I love being myself. I love waking up early, going all the way to gym and trying aerobics daily. I love getting tired and sleeping well. I love cooking and giving treat to myself. I love smiling and laughing whenever possible. I’m doing all these and loving my daily life.
My life is wonderful, stress-less and happy-going.
If I’m so happy with my day to day life why I am today shedding tears and feeling unsatisfied? Why there are tears on my pillow? Why thoughts are rushing in my head like a cyclone?
Yesterday I was happy. I felt awesome before going to sleep. Why today I’m not happy? Is it because I realized that I stopped struggling for my destiny and letting myself go with the life flow?
Is it because I’m satisfied with what I’ve got and too addicted with daily life pleasures?
There are so many things in life which I need and nobody else I know in this world can give me. But funny part is I don’t know what I actually need.
In this journey of life I’ve learned that Wealth and Well-being are short-lived. Wisdom is eternal. I know that one cannot have all three of them without struggle and pain. I also know that temptation is a sin. But still why I am tempted to have them all without any trial?
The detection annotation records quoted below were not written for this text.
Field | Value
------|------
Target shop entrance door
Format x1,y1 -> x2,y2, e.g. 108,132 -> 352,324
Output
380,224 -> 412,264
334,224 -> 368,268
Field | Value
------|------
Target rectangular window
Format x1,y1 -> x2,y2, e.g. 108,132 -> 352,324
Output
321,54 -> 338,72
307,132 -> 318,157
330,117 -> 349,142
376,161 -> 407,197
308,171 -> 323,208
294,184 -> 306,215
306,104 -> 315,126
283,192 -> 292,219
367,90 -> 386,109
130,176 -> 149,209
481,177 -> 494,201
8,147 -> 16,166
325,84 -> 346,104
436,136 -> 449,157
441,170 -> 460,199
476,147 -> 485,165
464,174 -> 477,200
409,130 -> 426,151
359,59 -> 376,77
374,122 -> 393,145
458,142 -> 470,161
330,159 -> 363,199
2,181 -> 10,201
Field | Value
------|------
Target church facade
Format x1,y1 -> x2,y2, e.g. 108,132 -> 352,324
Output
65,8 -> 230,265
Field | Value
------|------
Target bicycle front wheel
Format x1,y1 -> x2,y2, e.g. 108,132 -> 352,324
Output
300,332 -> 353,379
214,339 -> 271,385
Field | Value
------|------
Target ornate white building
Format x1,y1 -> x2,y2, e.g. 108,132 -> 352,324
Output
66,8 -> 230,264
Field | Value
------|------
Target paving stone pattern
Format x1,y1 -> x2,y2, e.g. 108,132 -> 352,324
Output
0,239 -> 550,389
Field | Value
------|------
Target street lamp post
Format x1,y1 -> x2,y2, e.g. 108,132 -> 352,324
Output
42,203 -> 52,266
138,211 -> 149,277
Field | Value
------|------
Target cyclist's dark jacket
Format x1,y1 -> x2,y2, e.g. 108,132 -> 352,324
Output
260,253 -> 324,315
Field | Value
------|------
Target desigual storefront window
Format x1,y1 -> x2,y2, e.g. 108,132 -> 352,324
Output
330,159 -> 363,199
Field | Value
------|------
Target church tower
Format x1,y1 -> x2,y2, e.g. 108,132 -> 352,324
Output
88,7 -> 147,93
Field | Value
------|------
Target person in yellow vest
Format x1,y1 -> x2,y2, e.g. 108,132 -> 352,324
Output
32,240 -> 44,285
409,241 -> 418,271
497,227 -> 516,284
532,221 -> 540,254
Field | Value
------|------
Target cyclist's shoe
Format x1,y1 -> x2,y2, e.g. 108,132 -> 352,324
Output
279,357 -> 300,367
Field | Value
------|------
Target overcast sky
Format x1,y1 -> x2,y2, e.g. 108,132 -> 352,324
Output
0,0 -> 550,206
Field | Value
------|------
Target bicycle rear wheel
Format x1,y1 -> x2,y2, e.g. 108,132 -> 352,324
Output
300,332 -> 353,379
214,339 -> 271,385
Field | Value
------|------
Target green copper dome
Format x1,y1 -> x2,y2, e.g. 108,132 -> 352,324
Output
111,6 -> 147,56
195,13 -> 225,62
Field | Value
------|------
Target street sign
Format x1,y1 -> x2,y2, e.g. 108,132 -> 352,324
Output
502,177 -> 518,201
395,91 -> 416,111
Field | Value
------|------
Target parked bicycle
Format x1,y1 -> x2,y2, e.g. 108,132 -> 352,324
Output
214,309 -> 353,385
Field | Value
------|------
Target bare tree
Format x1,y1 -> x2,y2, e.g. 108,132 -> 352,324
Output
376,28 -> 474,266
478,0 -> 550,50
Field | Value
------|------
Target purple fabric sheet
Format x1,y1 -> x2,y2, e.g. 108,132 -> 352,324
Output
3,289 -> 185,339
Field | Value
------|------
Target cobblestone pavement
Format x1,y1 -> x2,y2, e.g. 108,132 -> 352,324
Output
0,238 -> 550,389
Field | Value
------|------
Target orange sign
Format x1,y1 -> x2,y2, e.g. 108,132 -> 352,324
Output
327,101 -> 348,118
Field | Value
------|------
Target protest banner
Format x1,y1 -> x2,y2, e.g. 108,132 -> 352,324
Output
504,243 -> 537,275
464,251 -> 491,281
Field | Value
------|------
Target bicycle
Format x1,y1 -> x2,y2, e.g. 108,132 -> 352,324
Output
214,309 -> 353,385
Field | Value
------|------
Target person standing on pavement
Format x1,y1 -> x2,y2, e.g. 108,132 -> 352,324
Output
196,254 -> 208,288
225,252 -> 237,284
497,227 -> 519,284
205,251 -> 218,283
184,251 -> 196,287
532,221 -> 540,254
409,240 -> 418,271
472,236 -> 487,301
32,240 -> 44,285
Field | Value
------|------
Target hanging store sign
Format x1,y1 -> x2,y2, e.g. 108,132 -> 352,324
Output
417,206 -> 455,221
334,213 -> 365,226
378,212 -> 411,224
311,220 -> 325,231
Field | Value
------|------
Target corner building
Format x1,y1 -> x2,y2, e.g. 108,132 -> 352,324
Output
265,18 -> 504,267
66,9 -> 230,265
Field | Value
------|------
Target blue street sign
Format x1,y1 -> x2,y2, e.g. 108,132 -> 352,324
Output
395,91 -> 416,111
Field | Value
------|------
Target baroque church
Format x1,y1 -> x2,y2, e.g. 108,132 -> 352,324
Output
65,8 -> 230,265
I have failed miserably today, not because I have failed. But because, I’ve failed to stand up again and try. I want to see water droplets on my forehead but not in my eyes. I want to be different from who I have been.
Don’t think too much – my heart says. But today my soul and mind are out of control. They are tired of my routine dead-life.
I think I’m being too pampered by myself. I think I’ve done hundreds of sins to get a little satisfaction of being cared everyday. I think I need medicine to stop all this naughtiness going on inside my head and go to sleep.
I think I am thinking too much. Am I?